BEITZAH 14 (19 Cheshvan) - dedicated l'Iluy Nishmas Chaim Mordechai ben Harav Yisrael Azriel (Feldman) of Milwaukee, by the members of the Feldman family.


QUESTION: The Gemara cites a Beraisa which states that although the Torah forbids one only from wearing Kil'ayim upon his body, the Rabanan prohibited even lying or sitting on Kil'ayim out of concern that perhaps a thread of Kil'ayim will become wrapped upon the person in such a way that he will benefit from wearing it. The Gemara asks that perhaps the Isur d'Rabanan applies only when the Kil'ayim is directly underneath the person, but if another object separates between him and the Kil'ayim he may lie or sit on it. The Gemara responds with a statement of the Tana'im that even when ten sheets are spread over the Kil'ayim, one sheet on top of the other, one may not lie on the uppermost sheet.
Why does the Beraisa say that the reason for the Isur d'Rabanan against lying on Kil'ayim is because of the concern that a thread of Kil'ayim will wrap up onto the person's body? If one is forbidden to lie even on top of sheets which cover the Kil'ayim, the prohibition obviously is not due to the concern that a thread might wrap up onto one's body, because many sheets separate his body from the Kil'ayim! Rather, the Isur is merely a Gezeirah to prevent one from taking the Kil'ayim from underneath him and wearing it.
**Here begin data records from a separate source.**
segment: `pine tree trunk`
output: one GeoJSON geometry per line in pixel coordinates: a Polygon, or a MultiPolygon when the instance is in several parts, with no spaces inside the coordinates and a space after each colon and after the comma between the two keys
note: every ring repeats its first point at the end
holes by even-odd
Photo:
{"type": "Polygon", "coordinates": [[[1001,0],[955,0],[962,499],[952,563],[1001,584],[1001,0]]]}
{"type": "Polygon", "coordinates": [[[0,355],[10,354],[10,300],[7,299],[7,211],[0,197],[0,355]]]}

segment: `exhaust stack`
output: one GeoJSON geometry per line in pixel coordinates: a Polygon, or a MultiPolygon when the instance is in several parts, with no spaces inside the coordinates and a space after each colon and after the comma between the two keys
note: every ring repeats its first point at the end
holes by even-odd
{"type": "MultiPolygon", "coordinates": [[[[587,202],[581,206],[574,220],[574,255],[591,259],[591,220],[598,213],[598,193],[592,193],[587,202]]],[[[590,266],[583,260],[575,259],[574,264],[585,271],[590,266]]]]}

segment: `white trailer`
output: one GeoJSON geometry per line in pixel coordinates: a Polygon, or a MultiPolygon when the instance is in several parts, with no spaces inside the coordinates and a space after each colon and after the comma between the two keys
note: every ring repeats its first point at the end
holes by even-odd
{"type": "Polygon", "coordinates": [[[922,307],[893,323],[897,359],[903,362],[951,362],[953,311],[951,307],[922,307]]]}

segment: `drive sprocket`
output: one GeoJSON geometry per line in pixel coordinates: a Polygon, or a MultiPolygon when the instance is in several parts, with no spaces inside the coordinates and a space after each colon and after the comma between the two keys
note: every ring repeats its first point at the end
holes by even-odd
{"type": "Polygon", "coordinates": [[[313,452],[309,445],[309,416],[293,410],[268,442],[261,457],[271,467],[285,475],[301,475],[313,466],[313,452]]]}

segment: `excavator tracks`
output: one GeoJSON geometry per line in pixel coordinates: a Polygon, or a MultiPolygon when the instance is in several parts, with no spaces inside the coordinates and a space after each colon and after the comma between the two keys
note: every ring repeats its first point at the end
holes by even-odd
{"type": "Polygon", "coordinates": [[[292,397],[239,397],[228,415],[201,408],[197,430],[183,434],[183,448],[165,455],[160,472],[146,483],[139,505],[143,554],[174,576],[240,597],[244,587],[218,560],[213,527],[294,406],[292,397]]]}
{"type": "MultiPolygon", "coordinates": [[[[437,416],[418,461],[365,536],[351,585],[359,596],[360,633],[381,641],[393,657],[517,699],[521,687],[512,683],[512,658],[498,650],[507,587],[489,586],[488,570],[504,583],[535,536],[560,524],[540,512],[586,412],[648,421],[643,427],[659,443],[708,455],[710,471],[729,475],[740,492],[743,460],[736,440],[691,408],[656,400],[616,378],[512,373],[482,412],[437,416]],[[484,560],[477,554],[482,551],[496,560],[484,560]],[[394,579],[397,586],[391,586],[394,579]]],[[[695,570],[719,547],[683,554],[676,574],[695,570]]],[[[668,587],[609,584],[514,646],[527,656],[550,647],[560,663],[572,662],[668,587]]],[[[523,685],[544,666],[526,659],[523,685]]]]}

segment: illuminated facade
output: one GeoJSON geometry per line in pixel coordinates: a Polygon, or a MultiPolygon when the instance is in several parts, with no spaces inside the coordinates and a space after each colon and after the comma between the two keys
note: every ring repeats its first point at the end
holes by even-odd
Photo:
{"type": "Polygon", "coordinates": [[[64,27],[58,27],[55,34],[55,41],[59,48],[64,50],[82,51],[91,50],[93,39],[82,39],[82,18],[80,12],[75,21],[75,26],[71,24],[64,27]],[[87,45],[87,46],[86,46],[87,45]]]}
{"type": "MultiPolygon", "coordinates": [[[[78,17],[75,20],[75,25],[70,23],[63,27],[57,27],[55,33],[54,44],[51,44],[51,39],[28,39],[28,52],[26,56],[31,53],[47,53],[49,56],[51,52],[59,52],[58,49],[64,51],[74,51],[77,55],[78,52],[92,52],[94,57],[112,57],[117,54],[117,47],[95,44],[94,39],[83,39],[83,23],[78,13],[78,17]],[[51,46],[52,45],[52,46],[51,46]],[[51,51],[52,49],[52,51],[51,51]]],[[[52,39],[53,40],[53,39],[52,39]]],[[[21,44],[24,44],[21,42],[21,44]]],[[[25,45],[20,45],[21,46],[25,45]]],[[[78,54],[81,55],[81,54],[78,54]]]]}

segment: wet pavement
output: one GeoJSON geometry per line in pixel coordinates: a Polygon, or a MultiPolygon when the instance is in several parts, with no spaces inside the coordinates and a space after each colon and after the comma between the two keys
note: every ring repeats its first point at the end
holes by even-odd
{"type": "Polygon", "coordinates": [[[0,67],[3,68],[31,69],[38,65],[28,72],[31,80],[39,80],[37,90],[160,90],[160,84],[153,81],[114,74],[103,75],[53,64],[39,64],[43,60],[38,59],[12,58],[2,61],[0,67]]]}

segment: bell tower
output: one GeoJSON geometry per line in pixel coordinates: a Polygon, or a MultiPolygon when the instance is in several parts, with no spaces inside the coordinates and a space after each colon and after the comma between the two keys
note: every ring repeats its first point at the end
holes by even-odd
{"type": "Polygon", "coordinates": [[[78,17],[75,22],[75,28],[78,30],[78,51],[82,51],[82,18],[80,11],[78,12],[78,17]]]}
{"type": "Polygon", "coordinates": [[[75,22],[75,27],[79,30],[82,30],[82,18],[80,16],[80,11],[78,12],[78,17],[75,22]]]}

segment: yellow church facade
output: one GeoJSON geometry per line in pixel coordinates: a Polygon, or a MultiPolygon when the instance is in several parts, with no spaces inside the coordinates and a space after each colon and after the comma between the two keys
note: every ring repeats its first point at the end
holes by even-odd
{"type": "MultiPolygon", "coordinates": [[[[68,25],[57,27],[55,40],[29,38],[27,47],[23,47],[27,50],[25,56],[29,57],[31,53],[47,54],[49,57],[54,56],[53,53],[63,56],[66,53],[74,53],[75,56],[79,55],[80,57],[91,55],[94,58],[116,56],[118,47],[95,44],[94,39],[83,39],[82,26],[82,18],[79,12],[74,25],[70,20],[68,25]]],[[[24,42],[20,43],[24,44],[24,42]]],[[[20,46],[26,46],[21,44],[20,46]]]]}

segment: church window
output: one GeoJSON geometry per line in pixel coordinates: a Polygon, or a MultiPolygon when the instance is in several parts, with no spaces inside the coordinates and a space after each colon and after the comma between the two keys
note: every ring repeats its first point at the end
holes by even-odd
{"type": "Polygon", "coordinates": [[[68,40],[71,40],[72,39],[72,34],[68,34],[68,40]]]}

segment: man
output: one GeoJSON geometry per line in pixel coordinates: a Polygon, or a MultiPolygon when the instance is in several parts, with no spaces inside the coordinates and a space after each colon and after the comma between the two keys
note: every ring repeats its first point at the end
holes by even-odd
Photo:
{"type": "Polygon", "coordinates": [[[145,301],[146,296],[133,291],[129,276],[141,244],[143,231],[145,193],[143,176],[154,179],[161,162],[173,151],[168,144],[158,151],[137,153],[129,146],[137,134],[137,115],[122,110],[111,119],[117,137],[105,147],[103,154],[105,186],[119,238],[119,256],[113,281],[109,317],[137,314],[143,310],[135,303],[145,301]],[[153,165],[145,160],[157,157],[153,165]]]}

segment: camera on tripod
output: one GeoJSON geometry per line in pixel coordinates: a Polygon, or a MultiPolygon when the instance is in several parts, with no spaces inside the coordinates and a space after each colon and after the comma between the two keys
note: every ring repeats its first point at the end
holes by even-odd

Why, then, does the Beraisa say that the reason is because a thread of Kil'ayim might become wrapped around part of his body?
(a) The RITVA here says that the Gezeirah which prohibits lying on top of ten sheets which are on top of Kil'ayim is actually a "Gezeirah l'Gezeirah," a rabbinical decree made to safeguard another decree. The original Gezeirah of the Rabanan prohibited lying directly on a garment of Kil'ayim lest a thread of Kil'ayim wrap up onto his skin. The Gezeirah that prohibits lying on the uppermost of ten sheets which are on top of Kil'ayim was enacted in order to prevent one from lying directly on Kil'ayim, which in turn is prohibited lest a thread wrap onto his skin. (The two Gezeiros are considered to be one Gezeirah -- "Kula Chada Gezeirah" -- since they were enacted at one time.)
(b) The RAMBAM (Hilchos Kil'ayim 10:12) appears to understand that even if a garment of Kil'ayim is underneath ten sheets, there still is a concern that a thread from the Kil'ayim might reach the top of the sheets and wrap around one's skin. Accordingly, only one Gezeirah was enacted. This also appears to be the opinion of TOSFOS (DH Ela b'Kashin, and in Yoma 69a, DH Kashin).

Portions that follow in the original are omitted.